Pedro e João estavam sentados perto de Jesus. O Senhor teve também uma conversa particular com João, da qual me lembro agora apenas o prognóstico de que a vida deste Apóstolo seria mais longa que a dos outros; falou-lhe também de sete Igrejas, de coroas, Anjos e outras figuras simbólicas, com as quais designava, como me parece, certas épocas. Os outros Apóstolos sentiram, diante dessa confiança particular, um leve movimento de inveja.
O Mestre falou também diversas vezes do traidor, dizendo o que naquela hora este estava fazendo; vi sempre Judas fazer o que o Senhor dizia. Como Pedro lhe afirmasse, com grande ardor, que havia de permanecer fiel, disse-lhe Jesus: “Simão, Simão, eis que Satanás vos reclama com instância, para vos joeirar como o trigo; mas eu roguei por ti, afim de que tua fé não desfaleça; e tu enfim, depois de convertido, confirma na fé teus irmãos”. Como, porém, Jesus dissesse que onde iria, não poderiam seguí-lo, exclamou Pedro que o seguiria até a morte. Replicou Jesus: “Em verdade, antes que o galo cante duas vezes, tu me negarás três vezes,”
Quando lhes anunciou os tempos duros que viriam, perguntou-lhes: “Quando vos enviei sem alforje, sem sapatos, faltou-lhes porventura alguma coisa?” Responderam: “Não”. Disse, porém, que daquela hora em diante, quem tivesse bolsa, a tomasse e também alforje e o que nada tivesse, vendesse a túnica e comprasse espada, pois que se devia cumprir a palavra: “E foi reputado por um dos iníquos”. Tudo que fora escrito sobre Ele, devia cumprir-se então.
Os Apóstolos entenderam-no no sentido natural e Pedro mostrou-Lhe duas espadas curtas e largas, como cutelos.
Jesus disse: “Basta, vamo-nos daqui”. Rezaram então um cântico; a mesa foi posta ao lado e dirigiram-se todos ao vestíbulo.
Ali se aproximaram a mãe de Jesus, Maria de Cleofas e Madalena, que lhe pediram instantemente que não fosse ao monte das Oliveiras; pois se propagara o boato de que queriam apoderar-se dEle. Mas Jesus consolou-as com poucas palavras, continuando apressadamente o caminho; eram cerca de 9 horas da noite. Descendo a grandes passos pelo caminho pelo qual Pedro e João tinham vindo ao Cenáculo, dirigiram-se ao monte das Oliveiras.

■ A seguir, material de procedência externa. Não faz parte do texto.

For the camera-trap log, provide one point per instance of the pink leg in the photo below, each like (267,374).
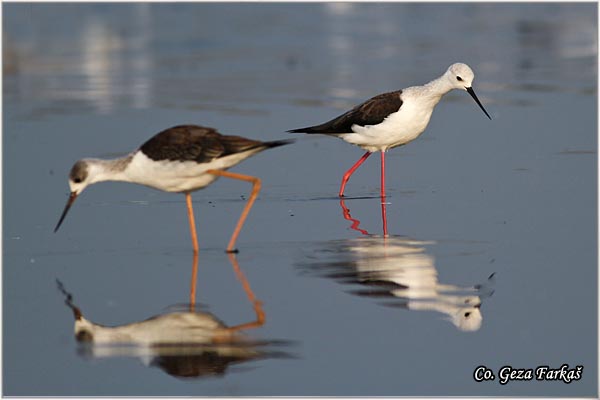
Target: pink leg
(384,218)
(351,171)
(355,222)
(382,175)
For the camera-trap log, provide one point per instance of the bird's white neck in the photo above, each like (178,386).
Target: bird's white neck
(108,170)
(439,86)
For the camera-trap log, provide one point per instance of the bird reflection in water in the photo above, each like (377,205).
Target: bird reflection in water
(399,271)
(184,342)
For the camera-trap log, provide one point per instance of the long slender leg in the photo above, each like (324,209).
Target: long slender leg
(351,171)
(255,189)
(382,175)
(347,216)
(194,279)
(188,200)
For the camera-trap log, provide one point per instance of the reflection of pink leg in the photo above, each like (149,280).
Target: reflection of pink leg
(193,281)
(384,216)
(355,222)
(351,171)
(382,175)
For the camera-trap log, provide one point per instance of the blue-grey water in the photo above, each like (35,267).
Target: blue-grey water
(491,258)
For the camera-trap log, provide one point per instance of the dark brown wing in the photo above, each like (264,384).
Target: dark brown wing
(198,143)
(371,112)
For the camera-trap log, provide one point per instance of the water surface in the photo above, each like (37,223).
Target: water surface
(491,257)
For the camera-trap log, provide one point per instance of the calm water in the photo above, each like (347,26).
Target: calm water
(492,254)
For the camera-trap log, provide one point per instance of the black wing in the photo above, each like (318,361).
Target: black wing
(371,112)
(198,143)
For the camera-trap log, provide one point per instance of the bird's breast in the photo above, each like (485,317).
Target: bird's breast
(397,129)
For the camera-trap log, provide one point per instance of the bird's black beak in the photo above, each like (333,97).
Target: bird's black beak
(472,93)
(70,202)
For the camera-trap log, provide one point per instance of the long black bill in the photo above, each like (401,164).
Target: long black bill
(70,202)
(472,93)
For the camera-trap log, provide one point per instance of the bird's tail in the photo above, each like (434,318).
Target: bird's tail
(309,129)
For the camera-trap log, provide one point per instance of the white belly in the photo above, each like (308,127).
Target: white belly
(177,176)
(397,129)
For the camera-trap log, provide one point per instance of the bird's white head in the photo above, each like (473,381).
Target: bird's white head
(461,77)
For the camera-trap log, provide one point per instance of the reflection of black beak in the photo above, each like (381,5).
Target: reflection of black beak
(472,93)
(71,200)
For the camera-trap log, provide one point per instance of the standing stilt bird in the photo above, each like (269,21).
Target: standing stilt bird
(395,118)
(180,159)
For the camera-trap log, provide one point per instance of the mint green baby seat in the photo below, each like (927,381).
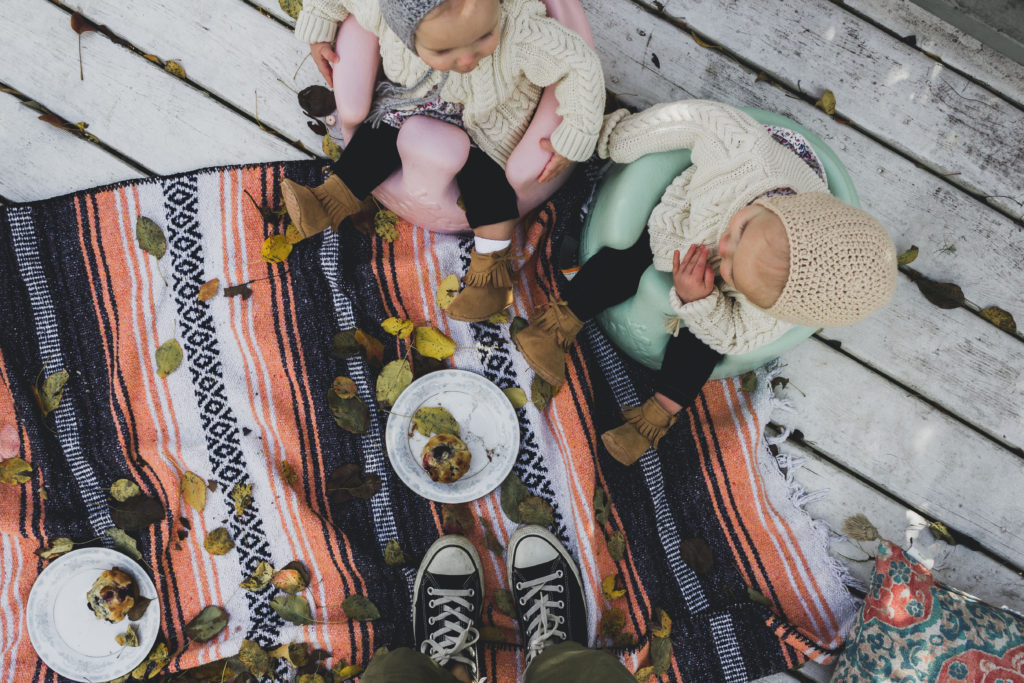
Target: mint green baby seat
(625,201)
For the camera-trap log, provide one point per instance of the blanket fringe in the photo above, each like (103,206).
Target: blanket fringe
(790,464)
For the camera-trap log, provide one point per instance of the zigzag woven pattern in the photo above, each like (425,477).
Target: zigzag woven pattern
(79,294)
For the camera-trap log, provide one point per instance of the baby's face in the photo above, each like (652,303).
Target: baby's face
(458,34)
(755,253)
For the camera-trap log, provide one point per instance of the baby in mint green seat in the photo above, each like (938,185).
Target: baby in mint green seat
(755,244)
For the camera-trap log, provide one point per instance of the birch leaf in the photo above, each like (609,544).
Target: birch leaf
(122,489)
(331,147)
(242,290)
(999,318)
(349,414)
(943,295)
(218,542)
(826,102)
(344,387)
(259,578)
(660,655)
(516,396)
(360,608)
(151,238)
(291,7)
(434,421)
(51,393)
(175,69)
(168,357)
(433,343)
(242,497)
(14,471)
(56,548)
(292,608)
(448,291)
(908,256)
(208,290)
(392,381)
(393,555)
(194,491)
(207,624)
(398,327)
(275,249)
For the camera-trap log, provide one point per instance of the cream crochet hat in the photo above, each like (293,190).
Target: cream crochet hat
(842,261)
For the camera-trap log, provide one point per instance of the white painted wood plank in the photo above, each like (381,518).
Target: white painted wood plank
(969,570)
(932,349)
(913,103)
(950,356)
(954,47)
(132,104)
(39,161)
(273,7)
(960,239)
(907,447)
(226,48)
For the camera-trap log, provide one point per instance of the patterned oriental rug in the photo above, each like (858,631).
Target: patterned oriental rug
(80,295)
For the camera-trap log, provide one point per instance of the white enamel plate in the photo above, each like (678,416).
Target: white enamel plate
(68,636)
(487,424)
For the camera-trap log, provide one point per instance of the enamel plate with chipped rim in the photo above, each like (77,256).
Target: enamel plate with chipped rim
(487,424)
(72,640)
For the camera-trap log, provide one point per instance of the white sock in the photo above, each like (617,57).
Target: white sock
(485,246)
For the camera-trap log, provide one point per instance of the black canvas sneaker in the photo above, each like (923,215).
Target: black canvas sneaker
(548,591)
(448,598)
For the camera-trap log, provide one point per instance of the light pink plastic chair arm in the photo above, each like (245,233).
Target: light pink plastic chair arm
(355,74)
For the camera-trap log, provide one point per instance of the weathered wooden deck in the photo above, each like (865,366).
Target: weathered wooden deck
(916,410)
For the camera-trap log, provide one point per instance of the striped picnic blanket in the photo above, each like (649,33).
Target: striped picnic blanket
(79,294)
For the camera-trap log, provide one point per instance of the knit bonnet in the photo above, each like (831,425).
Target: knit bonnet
(403,16)
(842,261)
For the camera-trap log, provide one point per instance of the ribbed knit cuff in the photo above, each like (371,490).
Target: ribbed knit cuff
(312,29)
(571,143)
(692,309)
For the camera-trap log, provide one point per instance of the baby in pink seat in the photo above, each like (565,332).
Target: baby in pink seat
(480,65)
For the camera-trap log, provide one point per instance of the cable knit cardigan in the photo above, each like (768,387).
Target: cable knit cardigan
(735,161)
(500,95)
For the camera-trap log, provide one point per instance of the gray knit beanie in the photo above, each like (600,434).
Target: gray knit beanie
(403,16)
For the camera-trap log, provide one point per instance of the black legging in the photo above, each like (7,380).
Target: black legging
(611,276)
(372,156)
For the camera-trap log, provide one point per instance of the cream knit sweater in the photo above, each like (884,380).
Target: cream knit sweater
(735,161)
(500,95)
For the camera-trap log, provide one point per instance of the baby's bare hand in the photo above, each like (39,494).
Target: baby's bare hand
(324,56)
(692,275)
(555,165)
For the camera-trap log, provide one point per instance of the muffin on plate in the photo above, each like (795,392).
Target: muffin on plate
(112,595)
(445,458)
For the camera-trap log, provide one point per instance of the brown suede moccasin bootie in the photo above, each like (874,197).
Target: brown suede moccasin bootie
(546,341)
(312,210)
(643,429)
(488,287)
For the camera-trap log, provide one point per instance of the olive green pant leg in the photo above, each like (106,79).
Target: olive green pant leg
(406,666)
(571,663)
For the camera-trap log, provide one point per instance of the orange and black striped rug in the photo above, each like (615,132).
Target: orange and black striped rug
(78,294)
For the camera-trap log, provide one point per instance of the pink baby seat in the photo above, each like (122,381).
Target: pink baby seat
(423,190)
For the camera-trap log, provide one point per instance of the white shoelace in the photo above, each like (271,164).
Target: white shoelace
(457,634)
(541,624)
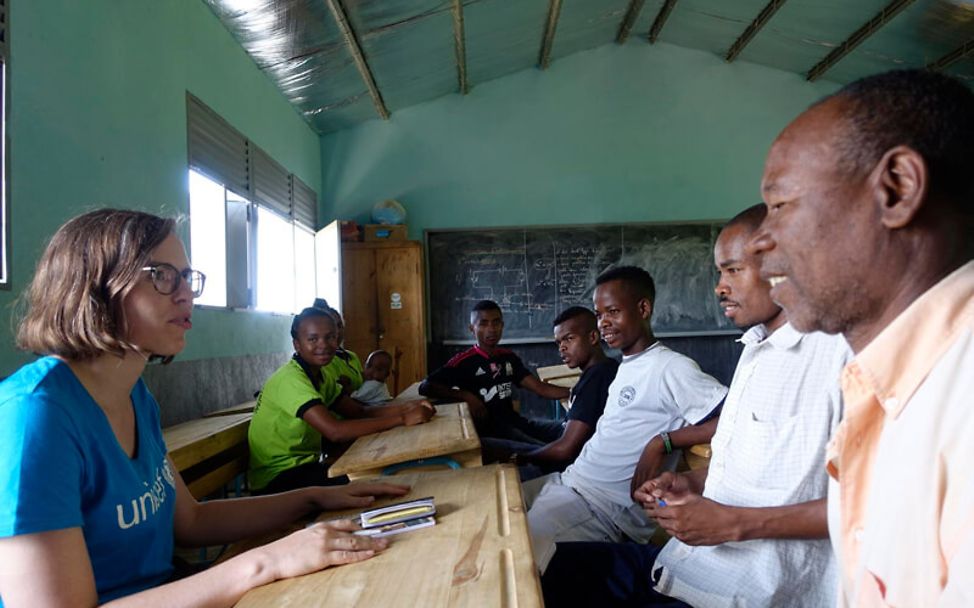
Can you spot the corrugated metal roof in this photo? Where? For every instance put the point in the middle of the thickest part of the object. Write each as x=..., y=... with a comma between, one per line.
x=341, y=62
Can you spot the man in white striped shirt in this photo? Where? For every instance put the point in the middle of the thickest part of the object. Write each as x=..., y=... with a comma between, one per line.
x=750, y=530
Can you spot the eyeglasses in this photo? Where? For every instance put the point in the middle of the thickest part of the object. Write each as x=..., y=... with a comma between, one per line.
x=165, y=278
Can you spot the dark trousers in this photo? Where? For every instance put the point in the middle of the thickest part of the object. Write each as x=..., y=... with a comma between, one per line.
x=604, y=575
x=302, y=476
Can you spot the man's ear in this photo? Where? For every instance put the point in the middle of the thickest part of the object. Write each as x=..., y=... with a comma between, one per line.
x=901, y=180
x=645, y=308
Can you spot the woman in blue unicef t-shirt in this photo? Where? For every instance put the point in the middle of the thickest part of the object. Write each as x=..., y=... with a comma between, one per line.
x=90, y=505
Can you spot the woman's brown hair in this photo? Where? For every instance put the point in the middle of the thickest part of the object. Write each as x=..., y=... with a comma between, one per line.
x=74, y=303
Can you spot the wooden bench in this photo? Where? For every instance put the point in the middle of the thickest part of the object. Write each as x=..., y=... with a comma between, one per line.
x=449, y=437
x=478, y=555
x=211, y=452
x=560, y=375
x=247, y=407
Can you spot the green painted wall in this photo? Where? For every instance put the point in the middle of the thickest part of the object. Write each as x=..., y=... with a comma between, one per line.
x=620, y=133
x=97, y=117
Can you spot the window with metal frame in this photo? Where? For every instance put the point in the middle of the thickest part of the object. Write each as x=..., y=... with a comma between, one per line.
x=251, y=221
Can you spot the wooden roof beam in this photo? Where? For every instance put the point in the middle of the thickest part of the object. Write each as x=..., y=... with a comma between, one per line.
x=759, y=22
x=964, y=50
x=858, y=37
x=460, y=46
x=554, y=11
x=338, y=11
x=632, y=13
x=660, y=21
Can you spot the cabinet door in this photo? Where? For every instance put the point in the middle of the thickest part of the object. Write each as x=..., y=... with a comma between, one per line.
x=359, y=300
x=401, y=315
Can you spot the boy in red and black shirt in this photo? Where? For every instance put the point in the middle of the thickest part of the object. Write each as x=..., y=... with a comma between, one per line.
x=485, y=375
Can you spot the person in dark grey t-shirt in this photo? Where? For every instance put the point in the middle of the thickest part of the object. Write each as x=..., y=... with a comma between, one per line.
x=579, y=345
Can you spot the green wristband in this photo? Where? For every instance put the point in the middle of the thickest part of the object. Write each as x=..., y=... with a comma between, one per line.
x=667, y=444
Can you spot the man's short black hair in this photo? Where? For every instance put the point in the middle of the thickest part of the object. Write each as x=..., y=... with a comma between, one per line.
x=483, y=305
x=930, y=112
x=636, y=279
x=307, y=313
x=750, y=218
x=576, y=312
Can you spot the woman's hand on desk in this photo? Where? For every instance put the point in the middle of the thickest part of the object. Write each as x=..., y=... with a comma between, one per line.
x=417, y=412
x=355, y=495
x=317, y=547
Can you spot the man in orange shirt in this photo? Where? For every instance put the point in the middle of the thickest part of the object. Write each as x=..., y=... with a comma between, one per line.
x=870, y=198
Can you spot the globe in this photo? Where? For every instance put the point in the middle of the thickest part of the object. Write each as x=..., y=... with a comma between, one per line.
x=389, y=211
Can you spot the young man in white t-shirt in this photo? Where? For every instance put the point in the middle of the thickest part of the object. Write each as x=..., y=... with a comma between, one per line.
x=655, y=390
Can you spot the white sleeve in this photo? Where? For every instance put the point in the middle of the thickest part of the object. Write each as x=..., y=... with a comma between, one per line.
x=687, y=391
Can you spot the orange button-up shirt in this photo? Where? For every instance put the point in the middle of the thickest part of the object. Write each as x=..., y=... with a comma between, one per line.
x=902, y=459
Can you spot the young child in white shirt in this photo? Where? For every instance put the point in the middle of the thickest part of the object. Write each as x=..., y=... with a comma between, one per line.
x=374, y=390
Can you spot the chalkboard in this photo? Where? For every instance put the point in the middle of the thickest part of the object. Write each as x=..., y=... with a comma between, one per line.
x=534, y=273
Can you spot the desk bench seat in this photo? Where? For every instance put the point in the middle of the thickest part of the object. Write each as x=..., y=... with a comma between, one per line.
x=209, y=453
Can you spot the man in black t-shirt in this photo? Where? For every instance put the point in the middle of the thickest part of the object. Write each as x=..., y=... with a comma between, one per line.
x=577, y=337
x=485, y=375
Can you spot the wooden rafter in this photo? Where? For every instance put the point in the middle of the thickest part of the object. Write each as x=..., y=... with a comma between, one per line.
x=759, y=22
x=884, y=16
x=554, y=11
x=632, y=13
x=338, y=11
x=660, y=21
x=964, y=50
x=460, y=46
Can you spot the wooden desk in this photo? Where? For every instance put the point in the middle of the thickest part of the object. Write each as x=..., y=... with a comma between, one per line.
x=477, y=554
x=698, y=456
x=560, y=375
x=209, y=452
x=449, y=433
x=247, y=407
x=412, y=392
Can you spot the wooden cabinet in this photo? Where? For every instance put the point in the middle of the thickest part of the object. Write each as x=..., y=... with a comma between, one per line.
x=382, y=302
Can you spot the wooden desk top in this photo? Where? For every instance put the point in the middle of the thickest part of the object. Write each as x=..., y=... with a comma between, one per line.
x=450, y=431
x=555, y=372
x=411, y=392
x=193, y=442
x=477, y=554
x=240, y=408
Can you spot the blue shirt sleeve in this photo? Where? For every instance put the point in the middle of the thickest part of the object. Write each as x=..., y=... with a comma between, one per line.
x=43, y=470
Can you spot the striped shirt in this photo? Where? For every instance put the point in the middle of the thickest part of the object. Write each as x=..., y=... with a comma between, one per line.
x=768, y=451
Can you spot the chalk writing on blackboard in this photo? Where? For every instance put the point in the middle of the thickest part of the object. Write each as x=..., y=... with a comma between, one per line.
x=534, y=273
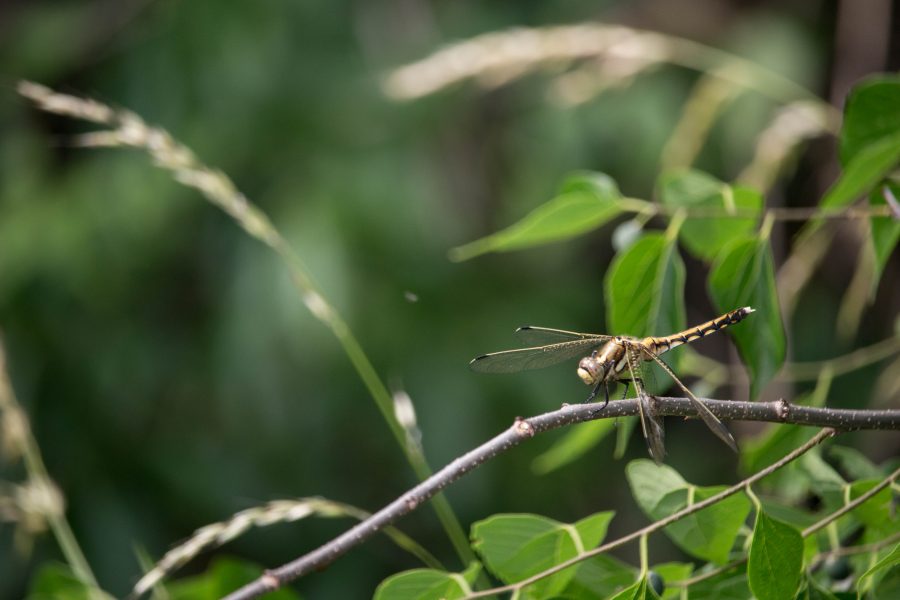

Aqui terminam, no livro, as revelações referentes à Santíssima Eucaristia. Segue no texto a chamada oração de despedida, conforme foi relatada por São João no seu Evangelho nos capítulos 14 a 17. Como já temos este texto, embora maravilhoso, não o relataremos novamente, porque o intuito principal é mostrar as revelações novas.

Creio que ficou claro ao leitor, o imenso cuidado, também a profundidade e a extrema compenetração de Jesus, durante esta primeira Missa e a instituição do Sacramento da Eucaristia. Efetivamente Jesus já sentia os efeitos daquilo que viria a seguir. Já diante de seus olhos estavam os algozes, e a sua dor começara com as manobras sujas do traidor, Judas, em todas as suas tramas para trair o mestre. Quem de nós, num momento grave como aquele, teria forças para não dar uma surra ou pelo menos lhe dizer umas verdades e expulsá-lo dali? Com angústia dobrada o Senhor fez esta refeição, e isso nos serve também de duplo exemplo: Primeiro, para renovar em nós a absoluta necessidade do perdão, sem o qual não se pode ir à Eucaristia. Segundo, para nos compenetrarmos da imensidão dos sacrilégios que hoje se comete, como novos Judas, pois ele foi o primeiro sacrílego e maior. Ou seja, sacrilégio – comungar em pecado grave – é beber a própria condenação.

     Que façamos, hoje, aqui, o propósito firme e inarredável, de jamais o cometermos.

Até nosso próximo texto, fiquem com Jesus Eucarístico!